Golf doesn’t often give you that same feeling. There are no teams and there are no unconditional loyalty. Not usually, at least.
That’s several reasons but it’s really just one: Professional golf is lonely and it takes you far from home. On Saturday Bradley was home. And whatever the opposite of lonely, that’s what he felt walking up the final hole.
“Most of the time I’m playing across the world or the country, and I’m going to be in Hartford and I get to feel that, or in a Ryder Cup,” he said. “But out here today I felt like a home game, which is something that, as a kid, it’s a dream.”
Bradley is 36 years old now. He’s been a PGA Tour pro for just over a decade. He knows all these things more deeply now: The sacrifices required to get there. The hard work required to stay there. He knows the joys of golf’s highest peaks and he knows that you can go years and years before you climb that mountain again – if you ever do. He knows that joy is fleeting and that special moments are worth appreciating. He agonized for years over getting into this specific US Open because he knew how much it would mean to play in front of these people. He didn’t necessarily get this far – the second-to-last group on Sunday – in his plans.

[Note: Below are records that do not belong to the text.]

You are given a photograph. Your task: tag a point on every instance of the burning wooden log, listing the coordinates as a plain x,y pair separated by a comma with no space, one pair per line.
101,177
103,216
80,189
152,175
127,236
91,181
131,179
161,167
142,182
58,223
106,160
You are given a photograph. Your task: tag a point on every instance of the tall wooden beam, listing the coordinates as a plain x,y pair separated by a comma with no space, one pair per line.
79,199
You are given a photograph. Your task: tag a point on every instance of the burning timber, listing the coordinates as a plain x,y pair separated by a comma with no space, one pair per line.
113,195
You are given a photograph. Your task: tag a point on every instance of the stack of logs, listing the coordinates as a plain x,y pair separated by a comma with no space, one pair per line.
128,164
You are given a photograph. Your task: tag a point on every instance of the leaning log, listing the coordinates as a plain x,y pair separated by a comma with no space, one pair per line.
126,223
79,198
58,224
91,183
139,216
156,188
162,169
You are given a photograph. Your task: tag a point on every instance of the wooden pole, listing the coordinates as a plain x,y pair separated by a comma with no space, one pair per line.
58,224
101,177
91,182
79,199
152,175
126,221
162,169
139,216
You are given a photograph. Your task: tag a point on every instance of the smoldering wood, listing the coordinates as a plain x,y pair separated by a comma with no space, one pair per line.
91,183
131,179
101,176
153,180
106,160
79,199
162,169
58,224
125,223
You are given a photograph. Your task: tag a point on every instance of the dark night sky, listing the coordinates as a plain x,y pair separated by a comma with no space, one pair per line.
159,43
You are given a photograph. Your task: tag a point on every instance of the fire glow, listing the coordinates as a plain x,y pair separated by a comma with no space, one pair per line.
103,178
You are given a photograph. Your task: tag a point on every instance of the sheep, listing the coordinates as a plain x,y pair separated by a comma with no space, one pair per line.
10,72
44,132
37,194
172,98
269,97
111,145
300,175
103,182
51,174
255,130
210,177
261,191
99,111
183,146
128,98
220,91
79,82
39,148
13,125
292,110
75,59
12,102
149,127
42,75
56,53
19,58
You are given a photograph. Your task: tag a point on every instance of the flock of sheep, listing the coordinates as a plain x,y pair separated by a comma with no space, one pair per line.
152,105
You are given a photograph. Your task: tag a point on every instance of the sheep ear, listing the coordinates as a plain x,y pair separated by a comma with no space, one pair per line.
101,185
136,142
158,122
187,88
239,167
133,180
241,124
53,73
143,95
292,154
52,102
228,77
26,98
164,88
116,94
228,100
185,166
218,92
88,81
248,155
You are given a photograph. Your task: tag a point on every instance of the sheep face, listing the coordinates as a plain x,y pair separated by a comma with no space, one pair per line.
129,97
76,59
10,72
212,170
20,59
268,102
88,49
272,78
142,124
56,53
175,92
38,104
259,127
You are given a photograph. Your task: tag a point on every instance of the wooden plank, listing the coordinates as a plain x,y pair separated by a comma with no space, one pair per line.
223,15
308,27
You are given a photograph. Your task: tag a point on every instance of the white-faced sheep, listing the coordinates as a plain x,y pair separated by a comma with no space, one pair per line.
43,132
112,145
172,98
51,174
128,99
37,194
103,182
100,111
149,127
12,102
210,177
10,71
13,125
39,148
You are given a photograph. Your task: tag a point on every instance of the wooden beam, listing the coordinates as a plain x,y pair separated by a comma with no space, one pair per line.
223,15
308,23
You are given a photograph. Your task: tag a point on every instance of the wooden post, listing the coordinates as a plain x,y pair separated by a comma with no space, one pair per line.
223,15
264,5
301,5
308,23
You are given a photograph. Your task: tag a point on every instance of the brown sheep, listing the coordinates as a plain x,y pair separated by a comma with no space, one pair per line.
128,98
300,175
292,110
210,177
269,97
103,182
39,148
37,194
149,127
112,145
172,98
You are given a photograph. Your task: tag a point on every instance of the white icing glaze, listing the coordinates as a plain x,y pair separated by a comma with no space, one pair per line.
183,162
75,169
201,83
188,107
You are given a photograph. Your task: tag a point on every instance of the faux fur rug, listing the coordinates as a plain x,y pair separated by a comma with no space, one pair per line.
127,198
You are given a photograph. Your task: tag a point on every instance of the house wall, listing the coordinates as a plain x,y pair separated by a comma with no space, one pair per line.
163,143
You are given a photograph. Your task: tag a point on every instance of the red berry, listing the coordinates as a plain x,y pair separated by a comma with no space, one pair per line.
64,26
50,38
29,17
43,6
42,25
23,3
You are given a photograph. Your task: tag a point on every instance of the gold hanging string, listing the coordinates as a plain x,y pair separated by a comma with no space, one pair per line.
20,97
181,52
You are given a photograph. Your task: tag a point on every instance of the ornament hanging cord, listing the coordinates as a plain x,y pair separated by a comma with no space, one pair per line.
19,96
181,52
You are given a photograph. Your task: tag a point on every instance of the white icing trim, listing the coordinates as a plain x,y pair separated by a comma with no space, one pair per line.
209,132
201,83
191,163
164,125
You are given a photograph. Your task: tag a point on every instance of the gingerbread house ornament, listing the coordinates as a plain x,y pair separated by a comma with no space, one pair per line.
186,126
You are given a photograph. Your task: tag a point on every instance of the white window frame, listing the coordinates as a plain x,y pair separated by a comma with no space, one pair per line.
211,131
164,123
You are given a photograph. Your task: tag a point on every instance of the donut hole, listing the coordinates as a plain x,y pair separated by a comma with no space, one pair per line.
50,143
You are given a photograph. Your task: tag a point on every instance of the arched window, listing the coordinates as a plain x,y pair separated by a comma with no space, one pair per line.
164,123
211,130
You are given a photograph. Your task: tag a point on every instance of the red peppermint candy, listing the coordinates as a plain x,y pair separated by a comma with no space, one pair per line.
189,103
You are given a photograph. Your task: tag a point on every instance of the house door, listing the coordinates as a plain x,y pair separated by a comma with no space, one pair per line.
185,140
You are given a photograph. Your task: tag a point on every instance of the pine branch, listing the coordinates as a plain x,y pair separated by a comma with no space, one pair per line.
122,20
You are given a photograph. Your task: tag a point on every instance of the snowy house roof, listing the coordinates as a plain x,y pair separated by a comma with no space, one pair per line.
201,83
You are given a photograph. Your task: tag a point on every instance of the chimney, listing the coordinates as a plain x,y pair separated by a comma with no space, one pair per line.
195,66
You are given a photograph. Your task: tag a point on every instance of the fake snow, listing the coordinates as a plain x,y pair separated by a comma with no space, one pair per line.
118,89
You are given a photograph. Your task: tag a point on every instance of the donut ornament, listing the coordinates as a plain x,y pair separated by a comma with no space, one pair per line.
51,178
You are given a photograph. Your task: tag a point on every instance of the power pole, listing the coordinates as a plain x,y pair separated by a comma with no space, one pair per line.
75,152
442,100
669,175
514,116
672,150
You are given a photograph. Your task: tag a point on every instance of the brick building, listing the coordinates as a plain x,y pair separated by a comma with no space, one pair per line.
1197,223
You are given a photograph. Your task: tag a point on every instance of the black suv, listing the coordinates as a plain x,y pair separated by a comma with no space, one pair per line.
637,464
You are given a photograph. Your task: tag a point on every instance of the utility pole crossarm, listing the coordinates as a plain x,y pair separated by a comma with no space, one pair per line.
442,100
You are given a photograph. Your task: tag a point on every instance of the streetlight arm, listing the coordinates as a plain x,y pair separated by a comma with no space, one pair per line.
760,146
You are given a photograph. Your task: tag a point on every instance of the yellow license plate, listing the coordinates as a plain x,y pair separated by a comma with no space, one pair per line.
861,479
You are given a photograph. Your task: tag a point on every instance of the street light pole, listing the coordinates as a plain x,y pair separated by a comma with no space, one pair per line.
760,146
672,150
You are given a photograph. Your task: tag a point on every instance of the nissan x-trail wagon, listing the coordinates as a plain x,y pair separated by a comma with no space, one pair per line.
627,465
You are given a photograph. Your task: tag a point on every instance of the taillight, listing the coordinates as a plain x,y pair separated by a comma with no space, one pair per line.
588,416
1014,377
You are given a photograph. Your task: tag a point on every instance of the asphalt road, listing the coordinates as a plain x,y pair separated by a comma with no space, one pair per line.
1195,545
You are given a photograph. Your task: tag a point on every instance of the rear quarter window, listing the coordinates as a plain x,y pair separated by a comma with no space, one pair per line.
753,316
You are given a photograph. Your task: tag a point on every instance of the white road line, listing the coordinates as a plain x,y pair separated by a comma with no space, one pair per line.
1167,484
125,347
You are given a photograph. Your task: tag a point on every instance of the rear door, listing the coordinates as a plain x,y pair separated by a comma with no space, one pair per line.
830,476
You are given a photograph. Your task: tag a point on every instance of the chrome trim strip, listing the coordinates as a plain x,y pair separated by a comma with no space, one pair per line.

“I’ve really tried this week to look into the crowd and see the people,” he said. “Every now and then I’ll look, and I’ll see aunt or uncle or a friend, and it’s really, really fun.”
Bradley has built a tremendous life for himself and his family; his wife and two kids are with him this week. One day, you know, his kids will be the kids in those bleachers, too, with their parents alongside them. But Bradley has worked for this fleeting moment, when all his world collide.
Now there’s tomorrow: One more day to soak it all in.